Things that strike my fancy…

Evelina–only 4 months late

June2


I actually read Evelina way back in February, but got distracted and never wrote it up. So here I am to enthuse about this 512-page novel by Fanny Burney, who was a lady-in-waiting at court and one of the first women novelists. Like many early novels, it is in an epistolary format–it is composed entirely of letters between characters, who keep each other updated on events and reveal important plot points at the right time.

Evelina is the 16-year-old heroine. She is, of course, perfectly beautiful and angelically good, but she has never moved in society and is quite ignorant of how to behave in social situations. She has been raised by her elderly guardian; her mother is dead and her wealthy father refuses to acknowledge her, though she is legitimate. Evelina goes on a visit to family friends, who then take her on an unexpected trip to London. She has no idea how to act at balls or assemblies and innocently causes offense to several people. Every man who sees her promptly falls in love and tries to take advantage of her, and she runs into several rather awful relatives who frequently embarrass her. Nothing ever seems to go right, but she does meet one good man whom she feels she can respect.

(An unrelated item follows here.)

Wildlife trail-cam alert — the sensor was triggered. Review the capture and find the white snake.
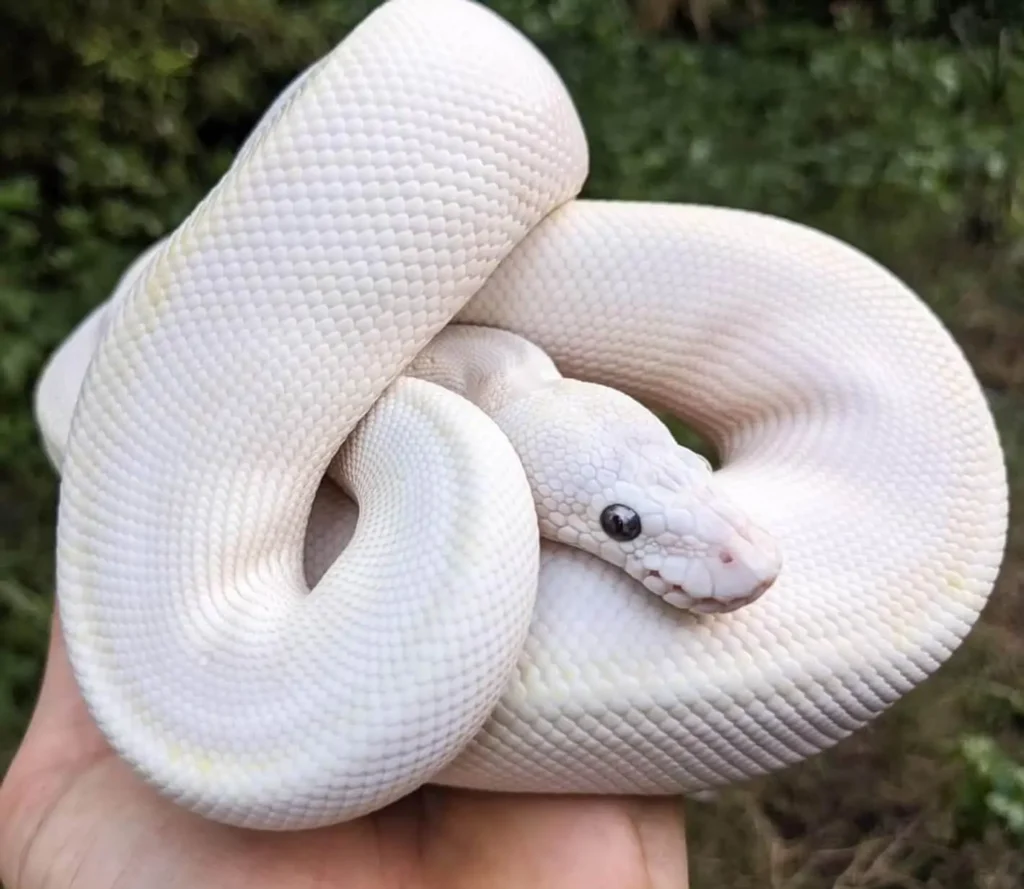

Of course, in the end she marries the right man and even reconciles with her repentant father, but there are plenty of difficulties along the way.

I loved the book and couldn’t put it down–I finished it in a couple of days. Evelina is a strange heroine to modern minds; she hardly ever does anything. For Burney, much of Evelina’s virtue resides in her passivity, and she spends an inordinate amount of time fainting or crying or just not knowing what to do. Even so, it’s a lot of fun to read and I enjoyed it very much.

I’m about halfway through my third book of the challenge–Barbara Tuchman’s A Distant Mirror.

Who Murdered Chaucer? (Was he murdered at all?)

January21

“Richard II was really a good king, and Henry IV was an evil rotten usurper” could just as well have been the title, but I suppose they needed something a little more catchy. I really enjoyed Terry Jones and Co.’s thorough examination of late 14th century politics, though like many current nonfiction titles, it suffers a bit from too much detail. It’s a fascinating and fun read, with some juicy speculation thrown in.

Chaucer was the most famous and respected poet of his day; he was a prominent man in a pretty small world and his literary works (in English!) were very popular. And yet no one seems very sure of when he died; in 1400 he just disappeared from the records. Lesser poets had fancy tombs and exact death dates, but all Chaucer got was a Tudor-era memorial tablet with a somewhat speculative date. Now why was that? Could it be because Chaucer’s opinions and habit of writing in English became inconvenient when Henry IV usurped the throne from Richard II? Could Thomas Arundel, the ruthlessly political Archbishop of Canterbury and the power behind Henry’s throne, have had something to do with it? Did Chaucer “disappear” the same way Richard II did, and was he left to die in prison? We’ll never know, but it’s fun to speculate.

The entire first half of the book is dedicated to redeeming Richard II’s good name; Jones examines his reign, Henry IV’s takeover, and the subsequent propaganda and cover-up. His idea is that Henry, like any usurper, needed to rewrite history and put himself in the right, so he portrayed Richard as an oppressive tyrant and himself as a welcomed liberator. In fact, however, Henry was not nearly as nice as Richard had been, and his reign ushered in a new era of severe punishment for having the wrong opinions. It gets a bit complicated, but in particular, religion became much more controlled, thanks to Arundel’s need to clamp down on unorthodoxy and criticism of the Church.

At any rate, once we do get to Chaucer in the second half of the book, Jones points to clues in his writings that explain just why Arundel would have wanted him out of the way. Such clues aren’t hard to find–the famous Pardoner’s Tale is a big one–but since most of us aren’t familiar with the intricacies of 14th-century Church politics, they are easy to misunderstand. Luckily Jones makes the topic both clear and interesting. All this leads into the speculation on how and why Chaucer disappeared in 1400, whether he died then or later, and why anyone bothered to put up a memorial to him about 150 years later. It’s all quite interesting and entertaining, though a bit long-winded. If you’re interested in medieval history, it’s a good read, but if not, it will be far too much information for you.


This was my first book in the Chunkster Challenge 2009. Here’s my list so far of books I plan to read:

1. Who Murdered Chaucer? — Terry Jones
2. North and South — Elizabeth Gaskell
3. A Distant Mirror — Barbara Tuchman (more 14th-century goodness!)
4. Evelina — Fanny Burney
5. Liberal Fascism — Jonah Goldberg
6. The Forgotten Man — Amity Shlaes
7. A Dickens novel, but I can’t decide between Our Mutual Friend, The Old Curiosity Shop, and Bleak House.